Pierluigi Battista
Dunque, non c’è che da ribadire la domanda: come mai l’ostilità, l’indignazione, il furore sono tutti indirizzati contro le presunte abiezioni della storia sionista e israeliana e non suscitano reazioni nemmeno lontanamente paragonabili nel resto del mondo, e nella spaventosa storia del Novecento?
A me sembra che in questa «dismisura» non c’entri la storia, così come si è effettivamente svolta, ma il modo in cui funziona una mentalità diffusa. Diffusa anche al di là degli steccati ideologici più conosciuti e ovvi. Diffusa, intendo dire, pure in ambienti e tra persone che non appaiono particolarmente sensibili ai richiami di un terzomondismo perenne, di un antiamericanismo di maniera, e che non sono certo scossi da brividi di sdegno all’udire parole riprovevoli per un terzomondista doc, come «imperialismo», «capitalismo», «Occidente». Diffusa come un marchio appetibile, una divisa alla moda che fa indossare la kefiah palestinese come un accessorio attraente in grado di trasmettere a chi la indossa la sensazione di fare la cosa giusta, di segnalare l’adesione a una causa buona e commovente. Diffusa dove un’antica giudeofobia di matrice cristiana non ha ancora, malgrado svolte conciliari e ammirevoli impegni papali, smaltito le sue scorie millenarie: come si evince dalle rozzezze con cui, anche tra molti vescovi, viene liquidata la questione sionista ricorrendo a luoghi comuni vestiti da argomenti teologici.
Diffusa però, in Italia e in Europa, anche in una borghesia «perbene» e autocontrollata che mai pronuncerebbe una parola scortese o irriverente nei confronti degli ebrei e della cultura ebraica, ma nello stesso tempo ammicca compiaciuta a ogni severità riguardo lo Stato che storicamente gli ebrei hanno conquistato. Che dice di adorare l’ebreo della Diaspora (quello ancora oggi quantitativamente più numeroso nel mondo, peraltro), ma non l’ebreo guerriero specializzato nell’uso delle armi. Marc Chagall o Woody Allen, ma non Moshe Dayan. Che adora Elie Wiesel quando ricorda in lacrime, custode della memoria, le vittime della Shoah ma non quello, troppo politicamente esposto, che accampa diritti religiosi e storici sulla città di Gerusalemme. […]

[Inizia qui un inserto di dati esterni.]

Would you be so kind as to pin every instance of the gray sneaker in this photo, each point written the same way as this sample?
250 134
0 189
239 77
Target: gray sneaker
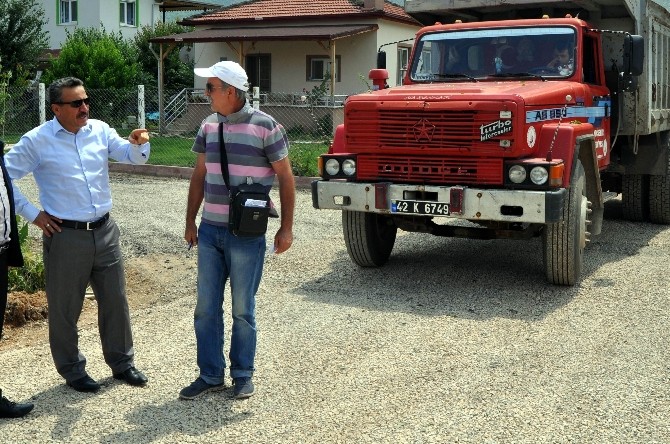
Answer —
198 387
242 388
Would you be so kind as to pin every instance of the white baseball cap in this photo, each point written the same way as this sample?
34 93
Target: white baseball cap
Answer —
229 72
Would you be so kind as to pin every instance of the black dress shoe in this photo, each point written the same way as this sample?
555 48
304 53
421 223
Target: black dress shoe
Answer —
132 376
84 384
9 409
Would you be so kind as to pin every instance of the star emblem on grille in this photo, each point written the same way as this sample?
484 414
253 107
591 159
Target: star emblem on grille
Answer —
423 131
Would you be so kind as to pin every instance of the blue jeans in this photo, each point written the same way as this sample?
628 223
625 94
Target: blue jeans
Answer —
222 256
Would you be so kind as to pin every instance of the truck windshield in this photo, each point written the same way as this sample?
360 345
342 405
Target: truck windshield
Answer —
497 52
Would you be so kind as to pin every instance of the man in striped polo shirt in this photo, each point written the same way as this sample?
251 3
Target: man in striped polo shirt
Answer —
257 150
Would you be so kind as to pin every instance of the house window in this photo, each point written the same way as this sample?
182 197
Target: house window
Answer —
403 60
67 12
128 12
258 69
318 68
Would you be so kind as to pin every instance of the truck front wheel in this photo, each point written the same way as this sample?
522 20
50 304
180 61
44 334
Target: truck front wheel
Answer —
564 242
369 237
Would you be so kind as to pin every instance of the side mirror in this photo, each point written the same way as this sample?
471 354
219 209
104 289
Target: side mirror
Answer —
633 55
381 60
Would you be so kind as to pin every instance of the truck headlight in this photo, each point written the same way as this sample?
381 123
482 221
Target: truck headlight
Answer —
517 174
332 167
349 167
539 175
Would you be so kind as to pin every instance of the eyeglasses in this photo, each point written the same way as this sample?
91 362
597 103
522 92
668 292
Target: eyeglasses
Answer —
209 87
76 103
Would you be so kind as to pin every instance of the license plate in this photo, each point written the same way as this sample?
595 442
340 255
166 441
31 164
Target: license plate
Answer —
420 207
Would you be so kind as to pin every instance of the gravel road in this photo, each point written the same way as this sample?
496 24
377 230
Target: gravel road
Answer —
452 341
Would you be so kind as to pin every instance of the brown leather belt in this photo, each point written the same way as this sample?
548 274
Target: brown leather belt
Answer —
85 225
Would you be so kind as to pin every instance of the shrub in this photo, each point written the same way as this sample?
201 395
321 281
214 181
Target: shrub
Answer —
30 278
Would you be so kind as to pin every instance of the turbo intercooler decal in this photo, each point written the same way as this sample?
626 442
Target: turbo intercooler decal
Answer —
495 129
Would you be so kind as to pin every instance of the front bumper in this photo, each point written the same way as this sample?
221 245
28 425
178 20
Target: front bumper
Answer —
475 204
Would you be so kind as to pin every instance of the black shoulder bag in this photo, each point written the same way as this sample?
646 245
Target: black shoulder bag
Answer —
249 203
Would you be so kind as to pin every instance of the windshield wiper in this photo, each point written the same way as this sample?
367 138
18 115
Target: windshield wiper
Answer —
458 75
518 74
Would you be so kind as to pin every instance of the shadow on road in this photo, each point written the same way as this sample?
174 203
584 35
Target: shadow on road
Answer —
432 276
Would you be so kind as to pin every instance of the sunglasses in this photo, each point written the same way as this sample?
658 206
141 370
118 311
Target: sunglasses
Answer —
76 103
209 87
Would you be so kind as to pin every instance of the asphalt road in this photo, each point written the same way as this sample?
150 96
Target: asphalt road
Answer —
452 341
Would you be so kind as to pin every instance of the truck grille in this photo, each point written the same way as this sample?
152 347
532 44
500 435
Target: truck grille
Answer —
420 129
460 170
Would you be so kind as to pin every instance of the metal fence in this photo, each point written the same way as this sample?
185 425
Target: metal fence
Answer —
309 121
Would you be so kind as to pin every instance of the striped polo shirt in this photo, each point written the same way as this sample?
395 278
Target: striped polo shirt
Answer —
253 141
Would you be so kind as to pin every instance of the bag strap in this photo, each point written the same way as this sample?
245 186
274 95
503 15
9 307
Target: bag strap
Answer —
224 158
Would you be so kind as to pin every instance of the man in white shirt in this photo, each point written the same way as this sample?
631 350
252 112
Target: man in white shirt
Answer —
68 157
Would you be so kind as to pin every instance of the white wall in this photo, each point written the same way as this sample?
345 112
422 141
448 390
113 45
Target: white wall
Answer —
91 13
358 54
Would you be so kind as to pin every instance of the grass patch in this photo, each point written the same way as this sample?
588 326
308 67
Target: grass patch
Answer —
304 157
30 278
172 151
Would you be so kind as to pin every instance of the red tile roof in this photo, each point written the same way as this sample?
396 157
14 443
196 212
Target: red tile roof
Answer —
272 10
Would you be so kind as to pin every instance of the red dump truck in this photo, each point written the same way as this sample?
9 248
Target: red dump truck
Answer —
515 119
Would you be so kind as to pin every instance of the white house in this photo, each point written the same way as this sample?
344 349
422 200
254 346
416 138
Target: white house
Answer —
292 45
126 16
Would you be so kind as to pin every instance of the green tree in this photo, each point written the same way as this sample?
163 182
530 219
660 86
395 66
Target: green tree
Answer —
176 74
22 36
100 59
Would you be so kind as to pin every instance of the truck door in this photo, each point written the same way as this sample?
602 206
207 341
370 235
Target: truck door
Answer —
599 100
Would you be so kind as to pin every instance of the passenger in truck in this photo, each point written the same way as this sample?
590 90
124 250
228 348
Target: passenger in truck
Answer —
563 60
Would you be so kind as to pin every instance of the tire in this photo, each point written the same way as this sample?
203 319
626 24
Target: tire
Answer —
369 237
635 197
564 242
659 196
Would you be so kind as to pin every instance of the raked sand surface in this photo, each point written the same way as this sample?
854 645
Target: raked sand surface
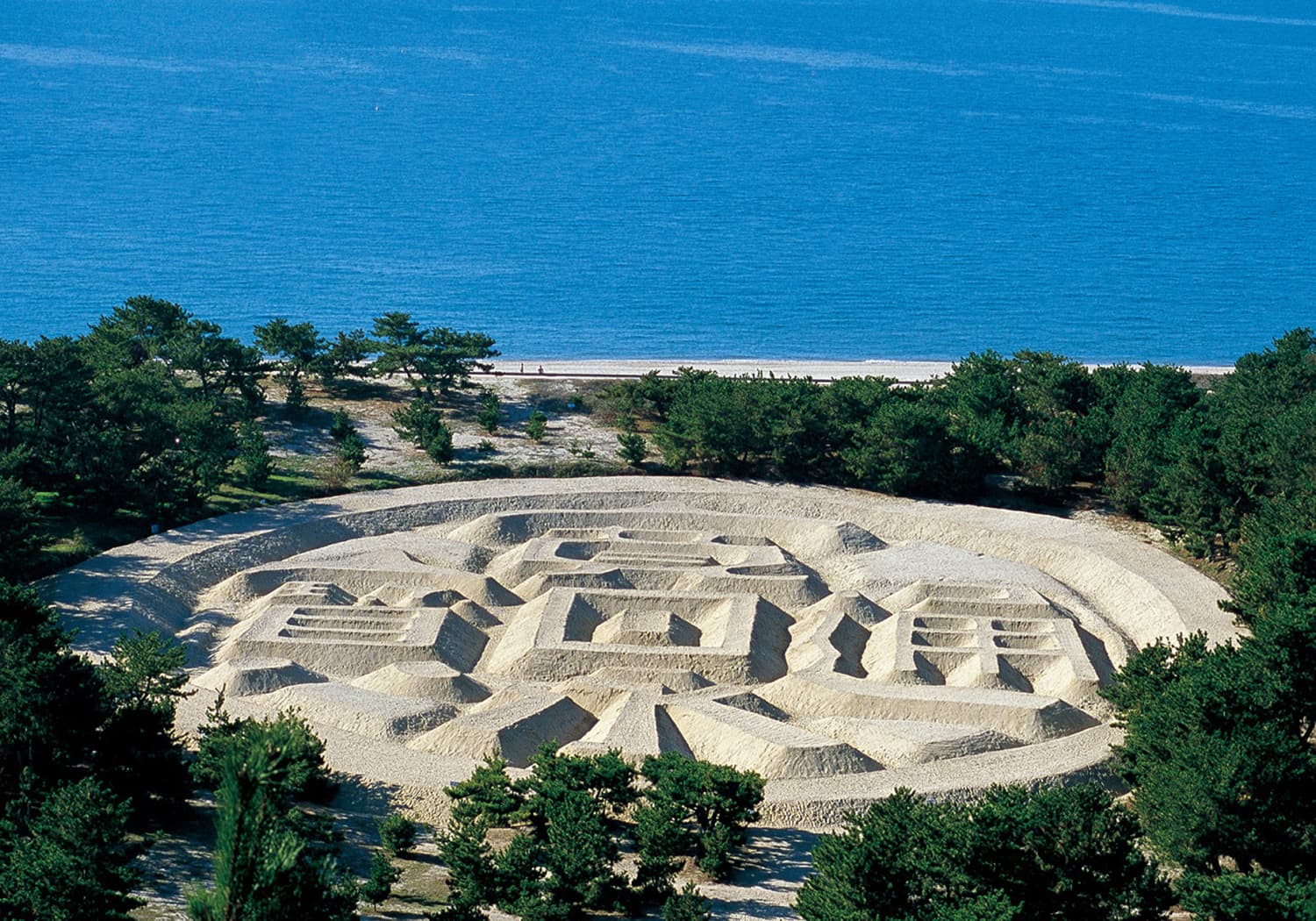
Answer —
836 641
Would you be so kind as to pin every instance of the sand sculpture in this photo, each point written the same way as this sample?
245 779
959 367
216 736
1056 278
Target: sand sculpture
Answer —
839 644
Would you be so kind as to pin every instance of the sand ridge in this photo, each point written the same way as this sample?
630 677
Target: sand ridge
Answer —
836 641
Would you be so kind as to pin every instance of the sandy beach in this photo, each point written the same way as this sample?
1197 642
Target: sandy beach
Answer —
818 370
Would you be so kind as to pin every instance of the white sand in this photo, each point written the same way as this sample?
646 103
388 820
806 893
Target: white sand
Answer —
816 368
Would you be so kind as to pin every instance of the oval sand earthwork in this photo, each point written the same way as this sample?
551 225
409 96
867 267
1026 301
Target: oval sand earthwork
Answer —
841 644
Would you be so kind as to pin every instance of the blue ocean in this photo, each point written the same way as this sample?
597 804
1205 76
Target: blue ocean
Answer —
673 178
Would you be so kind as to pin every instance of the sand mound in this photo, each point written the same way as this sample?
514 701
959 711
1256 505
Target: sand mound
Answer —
834 641
244 678
431 681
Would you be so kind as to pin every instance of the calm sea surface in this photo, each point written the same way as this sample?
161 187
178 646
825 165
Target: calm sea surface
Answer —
705 179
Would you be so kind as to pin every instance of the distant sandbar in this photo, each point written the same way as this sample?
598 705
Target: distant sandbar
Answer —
818 370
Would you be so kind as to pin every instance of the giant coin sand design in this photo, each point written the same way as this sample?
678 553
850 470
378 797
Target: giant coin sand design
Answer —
837 642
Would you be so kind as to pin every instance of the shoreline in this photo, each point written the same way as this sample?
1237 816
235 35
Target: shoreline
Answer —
905 371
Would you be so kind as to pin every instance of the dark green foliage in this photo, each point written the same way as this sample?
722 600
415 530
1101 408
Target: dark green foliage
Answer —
139 755
1141 426
489 413
662 839
571 816
352 450
720 800
689 904
297 347
383 875
1050 855
429 358
473 876
21 533
421 423
52 702
1257 896
578 850
73 862
345 357
536 426
608 778
270 862
299 773
489 795
1277 558
254 455
397 833
907 449
899 855
632 447
340 424
1218 749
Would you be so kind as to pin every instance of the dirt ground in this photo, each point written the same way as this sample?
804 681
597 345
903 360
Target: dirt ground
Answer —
576 429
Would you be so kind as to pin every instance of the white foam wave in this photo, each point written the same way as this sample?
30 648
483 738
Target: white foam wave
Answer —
1187 12
805 57
46 55
1273 110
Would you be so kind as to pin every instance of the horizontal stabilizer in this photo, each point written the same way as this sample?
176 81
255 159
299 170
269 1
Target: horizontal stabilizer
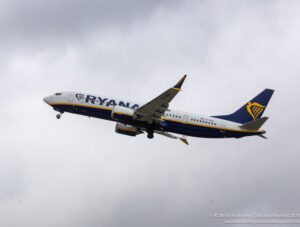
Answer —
262 136
254 125
183 138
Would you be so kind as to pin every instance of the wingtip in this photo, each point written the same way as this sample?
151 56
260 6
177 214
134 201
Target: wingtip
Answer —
179 84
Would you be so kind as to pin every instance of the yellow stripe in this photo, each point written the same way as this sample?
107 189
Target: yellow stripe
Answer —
72 104
207 126
178 89
124 114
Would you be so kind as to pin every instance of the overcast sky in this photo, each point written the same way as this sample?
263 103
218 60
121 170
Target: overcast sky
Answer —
77 172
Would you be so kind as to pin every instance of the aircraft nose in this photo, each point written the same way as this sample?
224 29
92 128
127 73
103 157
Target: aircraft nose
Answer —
47 99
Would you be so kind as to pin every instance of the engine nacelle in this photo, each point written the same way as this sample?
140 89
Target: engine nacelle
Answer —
126 130
122 113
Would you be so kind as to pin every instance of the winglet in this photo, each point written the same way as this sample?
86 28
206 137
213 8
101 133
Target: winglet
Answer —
184 140
179 84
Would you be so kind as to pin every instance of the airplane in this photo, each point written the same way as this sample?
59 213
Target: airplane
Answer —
133 119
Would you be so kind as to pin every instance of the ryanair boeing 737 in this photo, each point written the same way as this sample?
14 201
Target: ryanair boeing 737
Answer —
155 116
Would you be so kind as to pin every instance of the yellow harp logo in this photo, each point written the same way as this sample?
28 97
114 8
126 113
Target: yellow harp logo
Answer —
255 109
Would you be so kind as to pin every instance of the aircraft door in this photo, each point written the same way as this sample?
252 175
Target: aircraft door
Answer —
185 118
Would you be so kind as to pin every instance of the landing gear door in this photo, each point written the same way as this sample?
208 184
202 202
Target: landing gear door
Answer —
222 129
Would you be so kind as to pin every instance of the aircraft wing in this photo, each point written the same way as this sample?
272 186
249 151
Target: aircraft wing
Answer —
154 109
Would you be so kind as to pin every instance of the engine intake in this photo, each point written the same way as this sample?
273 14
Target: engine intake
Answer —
122 113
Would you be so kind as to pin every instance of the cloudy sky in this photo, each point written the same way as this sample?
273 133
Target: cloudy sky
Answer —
77 172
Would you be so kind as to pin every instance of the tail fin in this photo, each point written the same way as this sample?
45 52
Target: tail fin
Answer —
252 110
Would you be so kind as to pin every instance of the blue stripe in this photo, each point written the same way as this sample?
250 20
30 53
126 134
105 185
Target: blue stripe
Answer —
168 125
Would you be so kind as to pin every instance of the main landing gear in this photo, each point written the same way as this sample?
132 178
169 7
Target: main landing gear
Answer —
150 134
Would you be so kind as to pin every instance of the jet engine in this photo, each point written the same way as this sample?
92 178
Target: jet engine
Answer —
122 113
127 130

Un simile, plateale abbandono degli ebrei si giustifica solo con quella mentalità diffusa che ha fatto in questi anni e in questi decenni del Palestinese non un’entità storica, ma l’incarnazione, il paradigma, il simbolo della Vittima. L’emblema del reietto, la sintesi di tutti i «dannati della Terra». Il popolo per antonomasia che carica su di sé tutte le sofferenze, le atrocità, le angherie che i popoli oppressi subiscono. Un simbolo che necessariamente conduce al suo contrario, all’altro protagonista di questo dramma più cosmico che storico, più ideale che reale e concreto: la figura, l’incarnazione, il paradigma del Persecutore. E se ha preso piede una colossale sciocchezza sulla vittima di «ieri» che si trasforma nel carnefice di «oggi» è perché tu, voi antisionisti avete trovato motivo di rassicuranti certezze in questa rappresentazione grottesca del Bene e del Male che si scontrano in una contesa universale, dove la vittoria dell’uno non può che comportare la rovina dell’altro.
Sottrarsi a un tale tossico incanto manicheo è molto difficile. Così come è molto difficile confutare un istinto, una fede irriflessa e impermeabile alla smentita dei fatti. Ma, al contrario, non dovrebbe essere molto difficile capire le conseguenze catastrofiche che questo teatrale e arbitrario accostamento dell’ebreo alla figura immonda del Persecutore riverbera velenosamente su tutti gli ebrei, quelli della Diaspora e i sabra di Israele, senza distinzioni stavolta. Invece è in questo legame malato che prende forza e prepotenza la sovrapposizione sempre più frequente tra antisionismo e antisemitismo. Trasformare l’ebreo nel malvagio «sionista» non lo sottrae alla perversione morale di un marchio infamante, anzi carica tutta la vicenda ebraica di quello stesso marchio infamante.
Non capire tale nesso, caro amico antisionista, non spezzare questa micidiale catena che identifica il «nuovo» ebreo israeliano con la figura eterna del Persecutore, risveglia prepotentemente lo spettro dell’antisemitismo e gli dà nuova linfa, nuovo vigore, nuove giustificazioni, nuovi veleni. Fare di Israele la figura crudele della storia contemporanea indica l’«ebreo» come responsabile delle peggiori nefandezze, riversando l’odio sul nuovo mostro contro cui è legittimo rivoltarsi. Davvero nuovo? No, quello solito, quello di sempre.